Connue pour son combat contre le harcèlement, la journaliste Angela Kpéidja se prononce sur les » 16 jours d’activisme contre les violences faites aux femmes « . Dans un style direct, la Présidente de l’Ong » N’aie pas peur « , estime que le combat contre les VBG, est une lutte de tout le monde…
Que vous inspire le thème des » 16 jours d’activisme contre les violences faites aux femmes » ?, puisque vous êtes très présente sur l’espace virtuel.
» Les 16 jours d’activisme contre les violences faites au filles et aux femmes », sont très importants pour rappeler à nos mémoires les nombreuses femmes qui décèdent pour violences conjugales, les vies brisées par le viol, les projets professionnels compromis pour harcèlement et les tas de violences que nous subissons tout simplement parce que nous sommes des femmes. C’est aussi la période propice pour intensifier les activités qui sensibilisent et combattent la normalisation de ces violences surtout dans nos sociétés africaines. Au Benin par exemple, ce sont trois femmes sur 5 qui sont harcelées en milieu professionnel et ne parlons pas des milieux scolaire et universitaire, les statistiques ne sont pas disponibles en raison du silence imposé aux victimes et du système patriarcal qui a tôt fait de faire croire aux filles et aux femmes qu’il faut subir parce qu’ils ont décrété que nous sommes le « sexe faible ». Le mal s’est déplacé sur le monde virtuel, le numérique, et il faut intensifier la lutte.
Au delà du thème, que pensez-vous de cette activité qui dure deux semaines chaque année ?
Deux semaines chaque année, c’est très peu face à l’urgence de faire cesser tout ceci.
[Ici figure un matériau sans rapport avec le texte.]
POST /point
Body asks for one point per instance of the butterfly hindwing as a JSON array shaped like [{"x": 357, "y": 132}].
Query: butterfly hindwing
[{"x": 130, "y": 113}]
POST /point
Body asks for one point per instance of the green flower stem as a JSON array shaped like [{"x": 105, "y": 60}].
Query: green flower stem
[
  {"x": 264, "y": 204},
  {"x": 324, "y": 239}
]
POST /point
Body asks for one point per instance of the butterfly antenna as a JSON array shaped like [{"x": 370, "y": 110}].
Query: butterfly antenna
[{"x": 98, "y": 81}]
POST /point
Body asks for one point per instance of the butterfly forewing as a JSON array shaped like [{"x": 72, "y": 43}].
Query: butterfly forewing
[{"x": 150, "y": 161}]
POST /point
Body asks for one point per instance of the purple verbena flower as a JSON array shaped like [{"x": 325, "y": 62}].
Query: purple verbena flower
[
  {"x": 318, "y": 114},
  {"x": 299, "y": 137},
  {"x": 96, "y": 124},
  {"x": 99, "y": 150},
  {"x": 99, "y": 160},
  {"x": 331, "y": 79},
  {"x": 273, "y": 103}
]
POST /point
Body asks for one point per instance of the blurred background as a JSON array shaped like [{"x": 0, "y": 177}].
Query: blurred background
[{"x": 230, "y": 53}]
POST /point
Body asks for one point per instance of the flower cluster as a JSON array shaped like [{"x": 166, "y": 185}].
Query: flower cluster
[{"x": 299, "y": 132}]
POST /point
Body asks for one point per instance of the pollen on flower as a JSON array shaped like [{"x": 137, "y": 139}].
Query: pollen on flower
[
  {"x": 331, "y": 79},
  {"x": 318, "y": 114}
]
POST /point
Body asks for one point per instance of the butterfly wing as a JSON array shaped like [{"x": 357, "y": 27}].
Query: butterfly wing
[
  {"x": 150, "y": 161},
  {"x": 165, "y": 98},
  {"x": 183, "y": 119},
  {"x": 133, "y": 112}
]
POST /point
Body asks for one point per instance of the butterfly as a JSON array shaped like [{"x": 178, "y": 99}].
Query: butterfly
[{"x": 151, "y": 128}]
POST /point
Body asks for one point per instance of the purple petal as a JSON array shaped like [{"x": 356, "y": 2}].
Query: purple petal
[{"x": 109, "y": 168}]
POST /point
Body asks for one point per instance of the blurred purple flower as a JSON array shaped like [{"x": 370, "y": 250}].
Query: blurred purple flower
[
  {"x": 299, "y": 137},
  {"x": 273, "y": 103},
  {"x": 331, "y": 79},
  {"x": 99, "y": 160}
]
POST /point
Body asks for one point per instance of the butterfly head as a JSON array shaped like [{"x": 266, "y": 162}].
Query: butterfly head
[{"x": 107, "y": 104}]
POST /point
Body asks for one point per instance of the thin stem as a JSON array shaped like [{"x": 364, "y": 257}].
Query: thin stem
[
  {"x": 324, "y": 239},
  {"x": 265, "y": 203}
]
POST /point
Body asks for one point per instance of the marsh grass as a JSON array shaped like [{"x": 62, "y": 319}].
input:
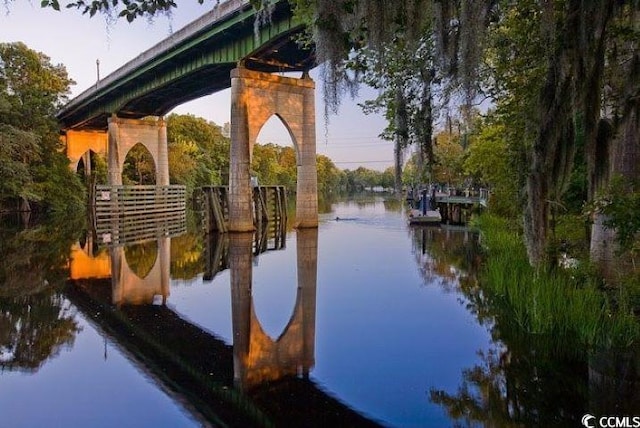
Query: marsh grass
[{"x": 560, "y": 303}]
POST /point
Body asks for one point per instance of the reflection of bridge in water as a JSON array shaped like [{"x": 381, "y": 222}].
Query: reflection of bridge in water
[{"x": 256, "y": 382}]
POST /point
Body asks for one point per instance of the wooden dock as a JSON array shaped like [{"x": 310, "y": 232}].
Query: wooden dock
[
  {"x": 127, "y": 214},
  {"x": 456, "y": 206},
  {"x": 269, "y": 207}
]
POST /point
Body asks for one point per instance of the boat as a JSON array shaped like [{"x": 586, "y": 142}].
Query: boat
[
  {"x": 416, "y": 216},
  {"x": 425, "y": 213}
]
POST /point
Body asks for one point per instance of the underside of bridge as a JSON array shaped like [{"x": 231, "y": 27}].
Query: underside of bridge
[{"x": 183, "y": 68}]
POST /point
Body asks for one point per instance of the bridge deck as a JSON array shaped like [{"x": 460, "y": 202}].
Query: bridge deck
[{"x": 193, "y": 62}]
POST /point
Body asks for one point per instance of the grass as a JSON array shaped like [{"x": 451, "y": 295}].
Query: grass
[{"x": 558, "y": 303}]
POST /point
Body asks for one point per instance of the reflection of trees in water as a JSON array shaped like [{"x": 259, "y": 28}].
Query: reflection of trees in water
[
  {"x": 187, "y": 255},
  {"x": 521, "y": 383},
  {"x": 34, "y": 329},
  {"x": 35, "y": 321},
  {"x": 447, "y": 257}
]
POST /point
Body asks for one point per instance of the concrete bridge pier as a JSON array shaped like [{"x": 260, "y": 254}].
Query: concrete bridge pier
[
  {"x": 80, "y": 144},
  {"x": 255, "y": 97},
  {"x": 123, "y": 134}
]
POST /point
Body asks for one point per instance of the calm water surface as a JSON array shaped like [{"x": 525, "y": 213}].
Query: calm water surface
[{"x": 363, "y": 322}]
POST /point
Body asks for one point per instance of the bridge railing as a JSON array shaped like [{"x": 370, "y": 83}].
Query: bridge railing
[{"x": 124, "y": 214}]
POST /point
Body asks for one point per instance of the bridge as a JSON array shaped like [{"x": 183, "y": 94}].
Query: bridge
[{"x": 224, "y": 48}]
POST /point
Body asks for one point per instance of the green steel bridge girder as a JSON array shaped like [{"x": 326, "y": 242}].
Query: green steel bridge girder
[{"x": 195, "y": 67}]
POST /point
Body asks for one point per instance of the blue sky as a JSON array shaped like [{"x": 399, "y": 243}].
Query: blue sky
[{"x": 77, "y": 41}]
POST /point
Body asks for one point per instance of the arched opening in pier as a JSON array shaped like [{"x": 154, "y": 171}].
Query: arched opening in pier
[
  {"x": 92, "y": 167},
  {"x": 141, "y": 257},
  {"x": 274, "y": 162},
  {"x": 274, "y": 156},
  {"x": 139, "y": 167}
]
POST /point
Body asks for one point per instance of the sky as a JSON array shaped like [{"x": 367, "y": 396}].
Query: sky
[{"x": 350, "y": 138}]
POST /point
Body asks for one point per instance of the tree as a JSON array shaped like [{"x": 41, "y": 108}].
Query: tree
[
  {"x": 198, "y": 151},
  {"x": 33, "y": 167}
]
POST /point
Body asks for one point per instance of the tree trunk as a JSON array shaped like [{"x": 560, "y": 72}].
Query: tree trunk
[{"x": 625, "y": 163}]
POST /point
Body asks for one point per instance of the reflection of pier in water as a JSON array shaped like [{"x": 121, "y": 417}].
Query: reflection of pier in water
[
  {"x": 256, "y": 382},
  {"x": 445, "y": 254}
]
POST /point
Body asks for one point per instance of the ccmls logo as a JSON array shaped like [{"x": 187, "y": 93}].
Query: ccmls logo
[{"x": 589, "y": 421}]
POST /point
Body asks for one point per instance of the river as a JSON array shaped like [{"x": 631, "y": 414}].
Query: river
[{"x": 365, "y": 321}]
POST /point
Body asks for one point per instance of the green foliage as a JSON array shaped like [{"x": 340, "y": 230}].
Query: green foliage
[
  {"x": 31, "y": 165},
  {"x": 553, "y": 304},
  {"x": 621, "y": 205},
  {"x": 490, "y": 161},
  {"x": 198, "y": 152}
]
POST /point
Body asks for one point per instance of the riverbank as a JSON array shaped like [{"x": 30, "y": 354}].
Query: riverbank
[{"x": 565, "y": 304}]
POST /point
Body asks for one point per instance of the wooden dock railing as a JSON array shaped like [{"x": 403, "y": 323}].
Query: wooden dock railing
[
  {"x": 126, "y": 214},
  {"x": 269, "y": 207}
]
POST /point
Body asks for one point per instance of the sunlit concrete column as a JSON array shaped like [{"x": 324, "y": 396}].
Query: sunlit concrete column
[
  {"x": 240, "y": 208},
  {"x": 80, "y": 143},
  {"x": 164, "y": 254},
  {"x": 126, "y": 133},
  {"x": 114, "y": 170},
  {"x": 241, "y": 269},
  {"x": 86, "y": 159},
  {"x": 162, "y": 167},
  {"x": 307, "y": 186}
]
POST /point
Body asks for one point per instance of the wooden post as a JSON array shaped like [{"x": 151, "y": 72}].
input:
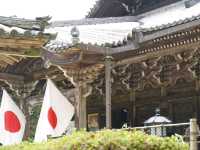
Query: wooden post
[
  {"x": 132, "y": 108},
  {"x": 80, "y": 106},
  {"x": 193, "y": 134},
  {"x": 83, "y": 112},
  {"x": 108, "y": 60}
]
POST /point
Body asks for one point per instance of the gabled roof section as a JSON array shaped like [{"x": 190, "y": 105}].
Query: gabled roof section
[
  {"x": 117, "y": 8},
  {"x": 38, "y": 24}
]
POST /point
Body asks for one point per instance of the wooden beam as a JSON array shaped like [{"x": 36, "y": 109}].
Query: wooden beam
[
  {"x": 130, "y": 58},
  {"x": 11, "y": 77},
  {"x": 93, "y": 21}
]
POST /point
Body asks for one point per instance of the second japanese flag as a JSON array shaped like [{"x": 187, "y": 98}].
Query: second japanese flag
[{"x": 55, "y": 115}]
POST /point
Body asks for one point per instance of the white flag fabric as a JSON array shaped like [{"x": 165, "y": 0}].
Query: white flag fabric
[
  {"x": 12, "y": 121},
  {"x": 56, "y": 114}
]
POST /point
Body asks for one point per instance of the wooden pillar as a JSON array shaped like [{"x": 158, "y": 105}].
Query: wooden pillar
[
  {"x": 108, "y": 61},
  {"x": 197, "y": 100},
  {"x": 25, "y": 90},
  {"x": 132, "y": 107},
  {"x": 81, "y": 105}
]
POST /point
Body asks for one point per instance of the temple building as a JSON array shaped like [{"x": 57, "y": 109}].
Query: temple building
[{"x": 116, "y": 66}]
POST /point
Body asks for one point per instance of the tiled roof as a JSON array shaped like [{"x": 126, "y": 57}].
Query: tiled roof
[
  {"x": 175, "y": 23},
  {"x": 28, "y": 24}
]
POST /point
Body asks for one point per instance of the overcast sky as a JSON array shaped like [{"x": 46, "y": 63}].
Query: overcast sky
[{"x": 58, "y": 9}]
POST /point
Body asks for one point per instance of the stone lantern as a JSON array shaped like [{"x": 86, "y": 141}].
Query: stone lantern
[{"x": 157, "y": 119}]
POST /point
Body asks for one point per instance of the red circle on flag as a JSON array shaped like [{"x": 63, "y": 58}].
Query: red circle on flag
[
  {"x": 52, "y": 117},
  {"x": 11, "y": 121}
]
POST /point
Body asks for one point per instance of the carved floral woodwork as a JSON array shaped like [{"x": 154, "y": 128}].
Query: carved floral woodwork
[{"x": 155, "y": 72}]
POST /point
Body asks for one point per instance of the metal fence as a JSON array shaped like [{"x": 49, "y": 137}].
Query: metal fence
[{"x": 186, "y": 132}]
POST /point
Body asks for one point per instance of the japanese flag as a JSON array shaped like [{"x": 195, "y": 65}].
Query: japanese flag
[
  {"x": 12, "y": 121},
  {"x": 55, "y": 115}
]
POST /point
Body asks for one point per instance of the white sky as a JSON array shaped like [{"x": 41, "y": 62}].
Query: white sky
[{"x": 58, "y": 9}]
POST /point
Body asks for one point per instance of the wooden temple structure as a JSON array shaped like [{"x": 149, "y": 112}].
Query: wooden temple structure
[{"x": 112, "y": 83}]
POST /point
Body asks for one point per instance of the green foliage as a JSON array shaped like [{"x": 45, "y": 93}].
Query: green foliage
[{"x": 105, "y": 140}]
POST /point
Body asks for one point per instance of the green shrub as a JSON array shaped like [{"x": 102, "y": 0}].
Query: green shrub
[{"x": 105, "y": 140}]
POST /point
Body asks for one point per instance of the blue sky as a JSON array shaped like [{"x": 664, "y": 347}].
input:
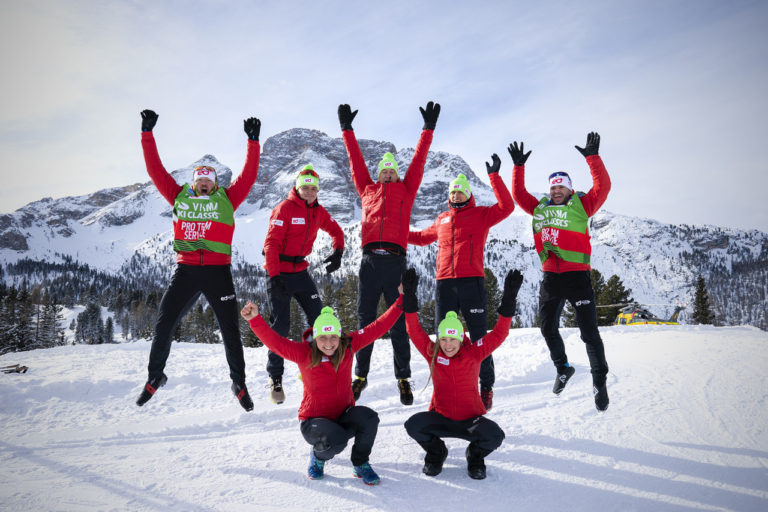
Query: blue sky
[{"x": 677, "y": 90}]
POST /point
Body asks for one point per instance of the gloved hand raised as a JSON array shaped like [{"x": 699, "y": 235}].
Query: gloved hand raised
[
  {"x": 430, "y": 115},
  {"x": 517, "y": 153},
  {"x": 492, "y": 169},
  {"x": 334, "y": 261},
  {"x": 277, "y": 286},
  {"x": 509, "y": 299},
  {"x": 410, "y": 282},
  {"x": 593, "y": 145},
  {"x": 148, "y": 120},
  {"x": 346, "y": 116},
  {"x": 252, "y": 127}
]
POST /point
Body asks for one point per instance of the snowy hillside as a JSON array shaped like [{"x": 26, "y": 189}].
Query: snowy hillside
[
  {"x": 686, "y": 430},
  {"x": 127, "y": 231}
]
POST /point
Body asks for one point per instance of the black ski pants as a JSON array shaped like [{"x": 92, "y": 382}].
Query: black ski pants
[
  {"x": 576, "y": 288},
  {"x": 381, "y": 274},
  {"x": 427, "y": 427},
  {"x": 329, "y": 437},
  {"x": 468, "y": 295},
  {"x": 303, "y": 289},
  {"x": 187, "y": 283}
]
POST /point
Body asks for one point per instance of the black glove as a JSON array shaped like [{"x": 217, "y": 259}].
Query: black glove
[
  {"x": 148, "y": 120},
  {"x": 511, "y": 286},
  {"x": 517, "y": 153},
  {"x": 276, "y": 286},
  {"x": 430, "y": 115},
  {"x": 492, "y": 169},
  {"x": 346, "y": 116},
  {"x": 252, "y": 127},
  {"x": 593, "y": 145},
  {"x": 410, "y": 282},
  {"x": 334, "y": 261}
]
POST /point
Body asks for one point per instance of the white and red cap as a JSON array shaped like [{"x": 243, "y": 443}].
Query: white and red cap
[{"x": 561, "y": 179}]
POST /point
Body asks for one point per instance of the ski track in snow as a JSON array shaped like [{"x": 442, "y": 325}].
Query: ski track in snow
[{"x": 686, "y": 430}]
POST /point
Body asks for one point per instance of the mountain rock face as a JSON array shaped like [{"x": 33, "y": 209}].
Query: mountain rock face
[{"x": 128, "y": 230}]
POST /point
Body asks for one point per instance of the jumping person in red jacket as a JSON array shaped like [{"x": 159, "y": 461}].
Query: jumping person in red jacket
[
  {"x": 461, "y": 233},
  {"x": 387, "y": 205},
  {"x": 203, "y": 225},
  {"x": 293, "y": 227},
  {"x": 328, "y": 414},
  {"x": 454, "y": 363},
  {"x": 561, "y": 237}
]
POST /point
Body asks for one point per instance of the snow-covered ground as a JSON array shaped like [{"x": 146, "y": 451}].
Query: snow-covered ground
[{"x": 687, "y": 429}]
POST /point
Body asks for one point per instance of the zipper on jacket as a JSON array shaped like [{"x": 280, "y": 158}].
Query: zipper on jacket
[{"x": 383, "y": 210}]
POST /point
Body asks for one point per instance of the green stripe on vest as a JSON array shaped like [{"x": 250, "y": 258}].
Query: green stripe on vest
[
  {"x": 194, "y": 211},
  {"x": 568, "y": 217}
]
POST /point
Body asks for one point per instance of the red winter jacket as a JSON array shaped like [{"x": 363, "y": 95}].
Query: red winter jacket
[
  {"x": 293, "y": 228},
  {"x": 386, "y": 206},
  {"x": 169, "y": 189},
  {"x": 592, "y": 201},
  {"x": 327, "y": 392},
  {"x": 455, "y": 394},
  {"x": 461, "y": 233}
]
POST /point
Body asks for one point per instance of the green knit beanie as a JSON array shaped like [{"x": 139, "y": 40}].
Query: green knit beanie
[
  {"x": 460, "y": 184},
  {"x": 451, "y": 327},
  {"x": 326, "y": 323},
  {"x": 388, "y": 162},
  {"x": 308, "y": 177}
]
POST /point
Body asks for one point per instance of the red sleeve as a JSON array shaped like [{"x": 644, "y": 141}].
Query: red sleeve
[
  {"x": 521, "y": 196},
  {"x": 285, "y": 348},
  {"x": 239, "y": 189},
  {"x": 332, "y": 227},
  {"x": 275, "y": 239},
  {"x": 601, "y": 185},
  {"x": 495, "y": 338},
  {"x": 360, "y": 175},
  {"x": 415, "y": 171},
  {"x": 164, "y": 182},
  {"x": 378, "y": 327},
  {"x": 425, "y": 236},
  {"x": 419, "y": 338},
  {"x": 504, "y": 205}
]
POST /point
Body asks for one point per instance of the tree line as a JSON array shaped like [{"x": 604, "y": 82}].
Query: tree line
[{"x": 31, "y": 315}]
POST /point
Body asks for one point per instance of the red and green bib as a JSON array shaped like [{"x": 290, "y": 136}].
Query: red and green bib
[
  {"x": 562, "y": 230},
  {"x": 203, "y": 222}
]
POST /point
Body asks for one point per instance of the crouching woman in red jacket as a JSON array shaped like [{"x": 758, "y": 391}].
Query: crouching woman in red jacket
[
  {"x": 328, "y": 414},
  {"x": 454, "y": 364}
]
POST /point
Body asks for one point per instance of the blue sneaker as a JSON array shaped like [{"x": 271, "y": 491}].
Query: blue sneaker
[
  {"x": 315, "y": 469},
  {"x": 366, "y": 472}
]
Aujourd’hui, ces violences sont utilisées dans la plupart des conflits comme une arme et figurez-vous qu’elle est plus que redoutable parce qu’en réalité elle traverse les générations bien plus qu’une arme à feu! Imaginez le capital psychologique qu’une survivante d’un viol ou d’une violence quelconque de la part de son partenaire ou même au cours de ces conflits, peut léguer à sa descendance! On sait que les virus et bactéries se transmettent de la mère à l’enfant mais la transmission de ce type de stigmates est bien ignorée. Pourtant les femmes et les filles ne guérissent pas de ces violences, elles se réparent difficilement parce que rien est fait pour arrêter le cycle, tout lui rappelle dans la société son devoir : « sois belle et tais toi ! ». Pour avoir subi plusieurs types de ces violences , je puis vous affirmer que finalement on « survit » pour ensuite donner vie à des hommes et femmes programmés à hériter de no peurs, de nos colères, de nos envies de revanche… de tous ces sentiments par lesquels une femme violentée passe. Voyez-vous, pour moi le terrorisme puise ses origines dans cette inégalité entre homme et femme. Et le pire c’est qu’aujourd’hui parce que les filles ont compris, le tissu familial est aussi en danger. Ni les garçons, ni les filles ne veulent se marier et quel équilibre pour un enfant sans cellule familiale? C’est urgent de sauver le monde …
Quelle est selon vous, la panacée efficace et durable contre les VBG?
Pour moi, le changement de paradigme passera forcément par une profonde réforme des outils didactiques et l’éducation dans la cellule familiale. J’insiste aussi sur l’art par lequel j’entends les contes, le théâtre, les bandes dessinées, le cinéma et même le journalisme. Notamment si les journalistes commençaient à relayer autrement les histoires des survivantes ou traiter autrement ces informations, on réussirait déjà à changer le regard de la société sur les survivantes. Les médias et l’art ont une grande capacité de transformation, de mutation des sociétés.